知られざるイチローのスペイン語能力 日本の安打製造機がラテン系の選手から尊敬を集める理由を米高級紙が特集

イチローはラテン系の選手たちにとってカリスマであり、よき友人

 ただ、ベース上での非公式な会話となると別なようだ。イバネスは、イチローのスペイン語習得の努力が、他の選手たちに大きな財産をもたらしていると考えている。
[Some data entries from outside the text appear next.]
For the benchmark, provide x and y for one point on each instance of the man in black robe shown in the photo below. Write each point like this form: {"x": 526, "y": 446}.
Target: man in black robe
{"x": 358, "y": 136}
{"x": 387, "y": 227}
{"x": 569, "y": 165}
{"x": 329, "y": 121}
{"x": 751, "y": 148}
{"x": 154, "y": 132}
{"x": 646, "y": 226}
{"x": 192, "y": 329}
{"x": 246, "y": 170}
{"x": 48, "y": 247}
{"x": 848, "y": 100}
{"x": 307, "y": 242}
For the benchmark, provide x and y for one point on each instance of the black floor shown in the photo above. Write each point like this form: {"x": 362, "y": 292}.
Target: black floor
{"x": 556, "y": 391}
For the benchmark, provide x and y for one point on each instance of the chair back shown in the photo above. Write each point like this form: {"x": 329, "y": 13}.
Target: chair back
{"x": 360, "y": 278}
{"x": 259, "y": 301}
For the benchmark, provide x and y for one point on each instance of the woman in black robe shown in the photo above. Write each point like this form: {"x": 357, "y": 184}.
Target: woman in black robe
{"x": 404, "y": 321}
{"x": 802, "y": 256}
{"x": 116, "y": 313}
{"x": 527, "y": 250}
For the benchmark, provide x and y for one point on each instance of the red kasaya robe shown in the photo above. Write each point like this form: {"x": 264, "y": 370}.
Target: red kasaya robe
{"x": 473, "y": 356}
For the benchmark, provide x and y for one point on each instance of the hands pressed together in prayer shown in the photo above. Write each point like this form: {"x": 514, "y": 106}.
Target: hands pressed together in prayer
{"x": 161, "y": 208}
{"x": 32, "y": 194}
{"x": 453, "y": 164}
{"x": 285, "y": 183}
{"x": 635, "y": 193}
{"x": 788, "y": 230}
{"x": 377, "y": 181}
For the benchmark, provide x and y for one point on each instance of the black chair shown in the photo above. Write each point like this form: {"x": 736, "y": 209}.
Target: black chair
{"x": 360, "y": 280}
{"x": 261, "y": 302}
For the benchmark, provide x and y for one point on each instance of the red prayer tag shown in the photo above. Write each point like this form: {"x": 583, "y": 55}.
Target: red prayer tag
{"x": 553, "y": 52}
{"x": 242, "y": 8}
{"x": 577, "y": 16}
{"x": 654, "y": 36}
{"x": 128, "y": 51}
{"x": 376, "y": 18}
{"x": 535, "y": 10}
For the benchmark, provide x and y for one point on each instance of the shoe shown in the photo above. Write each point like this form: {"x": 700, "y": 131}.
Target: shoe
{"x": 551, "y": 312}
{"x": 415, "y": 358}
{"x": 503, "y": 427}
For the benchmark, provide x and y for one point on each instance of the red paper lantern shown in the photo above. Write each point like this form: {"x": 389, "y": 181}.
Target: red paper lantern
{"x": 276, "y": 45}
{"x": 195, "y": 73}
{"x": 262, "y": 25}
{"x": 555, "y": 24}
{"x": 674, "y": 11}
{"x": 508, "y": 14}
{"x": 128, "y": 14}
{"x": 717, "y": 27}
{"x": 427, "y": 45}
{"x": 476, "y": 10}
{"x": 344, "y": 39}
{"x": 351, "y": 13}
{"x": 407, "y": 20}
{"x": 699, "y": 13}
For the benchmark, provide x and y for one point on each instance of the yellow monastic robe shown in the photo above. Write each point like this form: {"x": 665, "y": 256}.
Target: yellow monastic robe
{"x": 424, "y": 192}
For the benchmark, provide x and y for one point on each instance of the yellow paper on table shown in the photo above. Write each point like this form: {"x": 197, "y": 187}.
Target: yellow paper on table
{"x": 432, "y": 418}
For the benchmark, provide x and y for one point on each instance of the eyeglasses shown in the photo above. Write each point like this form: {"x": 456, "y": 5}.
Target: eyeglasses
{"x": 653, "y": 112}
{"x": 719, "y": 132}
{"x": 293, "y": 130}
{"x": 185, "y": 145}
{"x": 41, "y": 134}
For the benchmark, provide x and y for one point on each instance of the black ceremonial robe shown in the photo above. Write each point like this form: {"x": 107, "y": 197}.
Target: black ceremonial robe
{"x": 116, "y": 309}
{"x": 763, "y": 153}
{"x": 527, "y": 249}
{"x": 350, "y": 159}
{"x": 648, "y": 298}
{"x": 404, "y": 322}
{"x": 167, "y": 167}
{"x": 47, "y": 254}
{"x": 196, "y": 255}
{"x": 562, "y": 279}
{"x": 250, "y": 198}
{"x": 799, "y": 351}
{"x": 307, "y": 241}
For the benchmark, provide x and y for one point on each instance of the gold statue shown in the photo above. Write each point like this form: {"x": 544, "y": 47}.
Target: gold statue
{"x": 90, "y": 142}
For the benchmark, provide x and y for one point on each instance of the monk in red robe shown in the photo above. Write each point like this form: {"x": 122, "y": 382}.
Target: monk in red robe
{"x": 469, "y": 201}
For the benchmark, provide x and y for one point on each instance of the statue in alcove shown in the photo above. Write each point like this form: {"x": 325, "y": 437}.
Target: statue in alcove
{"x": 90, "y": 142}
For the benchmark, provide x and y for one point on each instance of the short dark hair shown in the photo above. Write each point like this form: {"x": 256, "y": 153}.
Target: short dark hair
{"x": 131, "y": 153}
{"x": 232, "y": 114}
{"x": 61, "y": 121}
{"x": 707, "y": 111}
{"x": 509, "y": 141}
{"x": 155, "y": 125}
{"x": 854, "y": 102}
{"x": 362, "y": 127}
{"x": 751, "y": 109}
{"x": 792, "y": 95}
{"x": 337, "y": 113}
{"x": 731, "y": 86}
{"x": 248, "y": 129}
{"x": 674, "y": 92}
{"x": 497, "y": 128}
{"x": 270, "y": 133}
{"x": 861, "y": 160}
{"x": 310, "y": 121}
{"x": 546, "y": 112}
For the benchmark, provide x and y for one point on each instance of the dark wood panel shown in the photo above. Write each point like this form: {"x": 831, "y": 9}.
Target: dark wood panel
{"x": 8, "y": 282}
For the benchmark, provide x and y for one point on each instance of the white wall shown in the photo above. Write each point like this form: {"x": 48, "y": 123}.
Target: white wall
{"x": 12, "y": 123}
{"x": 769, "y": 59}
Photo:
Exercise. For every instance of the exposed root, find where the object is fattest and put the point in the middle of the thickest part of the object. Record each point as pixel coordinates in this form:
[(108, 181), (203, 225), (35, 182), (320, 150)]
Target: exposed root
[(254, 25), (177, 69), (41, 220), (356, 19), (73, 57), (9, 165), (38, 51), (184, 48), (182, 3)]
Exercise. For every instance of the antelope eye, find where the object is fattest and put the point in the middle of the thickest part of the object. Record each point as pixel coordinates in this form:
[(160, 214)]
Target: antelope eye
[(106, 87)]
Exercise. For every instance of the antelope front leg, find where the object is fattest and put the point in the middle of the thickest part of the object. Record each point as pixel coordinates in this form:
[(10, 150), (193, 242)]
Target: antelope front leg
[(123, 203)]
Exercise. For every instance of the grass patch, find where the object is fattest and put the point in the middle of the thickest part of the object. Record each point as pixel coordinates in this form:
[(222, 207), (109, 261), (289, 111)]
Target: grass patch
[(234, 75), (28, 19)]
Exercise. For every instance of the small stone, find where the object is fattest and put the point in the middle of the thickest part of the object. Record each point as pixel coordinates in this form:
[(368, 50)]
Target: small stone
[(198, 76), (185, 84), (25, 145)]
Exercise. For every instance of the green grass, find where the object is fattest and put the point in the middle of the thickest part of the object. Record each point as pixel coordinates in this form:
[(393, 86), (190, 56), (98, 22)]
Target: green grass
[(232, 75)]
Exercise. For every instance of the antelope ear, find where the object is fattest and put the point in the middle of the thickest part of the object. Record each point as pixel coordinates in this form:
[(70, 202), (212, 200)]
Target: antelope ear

「彼は偏見を持たれることにとても敏感なんだと思う。自分の立場やこれまでの業績を理解した上で、そういった機会を使って短い言葉で彼の別の側面を見せているんだ。カルロス・ペーニャはいつまでも、ほかのいろんなことよりも(イチローとのやりとりを)覚えているだろう。引退したときに、チームメートや対戦相手と交流した瞬間が財産になる。イチローがみんなに残そうとしているものはそれで、みんな彼が殿堂入りプレイヤーだと知っているから偉大な財産だよ」

 記事では、イバネスの言葉を証明する具体的なエピソードがさらに紹介されている。

「現在、タイガースでプレーするビクター・マルティネスは、インディアンスで捕手だった時に、イチローが『muy peligroso(超危険)』という単語をふざけて誰かに言うのを聞いた。別の機会にイチローが打席に立った際、マルティネスは同じ言葉をかけると、笑われたという。それからの打席で、イチローは打ちにくい球をファウルにすると、ためらわずに『Mala mia(悪いね)』とスペイン語で冗談を飛ばすようになった」

 現在のメジャー最強打者との心温まるエピソードもある。昨年まで2年連続MVPに輝いたタイガースのミゲル・カブレラとも、イチローはスペイン語でコミュニケーションを取っているという。

 2004年のヒューストンでオールスターゲームが開かれたとき、7人のベネズエラ選手が記念撮影の準備をしていると、そこにイチローが入るよう呼ばれた。結果的に写真には8人の選手が写ったが、これが当時マーリンズに所属していたミゲル・カブレラとイチローの最初の出会いだったという。そして、記事はこんな後日談で締めくくられている。

「月日が経ち、カブレラはタイガースの一員としてイチローのいるヤンキースと試合をした。カブレラはイチローが走路に現れた時に『Feo!』と叫んだ。『醜い』と言われたことを理解したイチローは、笑顔でスペイン語を返したが、その言葉は英語でも印刷するのに不適切なものだった」

 ラテン系の選手たちにとって、イチローはカリスマでありながら、よき友人でもある。だからこそ、尊敬を集める。この記事に登場した選手だけでなく、昨季までヤンキースに所属していたマリナーズのロビンソン・カノや、レッドソックスのデビッド・オルティスらとも親密な関係を築いている。

 イチローが出塁し、ベース上でラテン系の選手とコミュニケーションを取っているとき、どんなくだらない会話をしているのか。そんなことを想像して試合を見ていると、新たな楽しみが生まれてくる。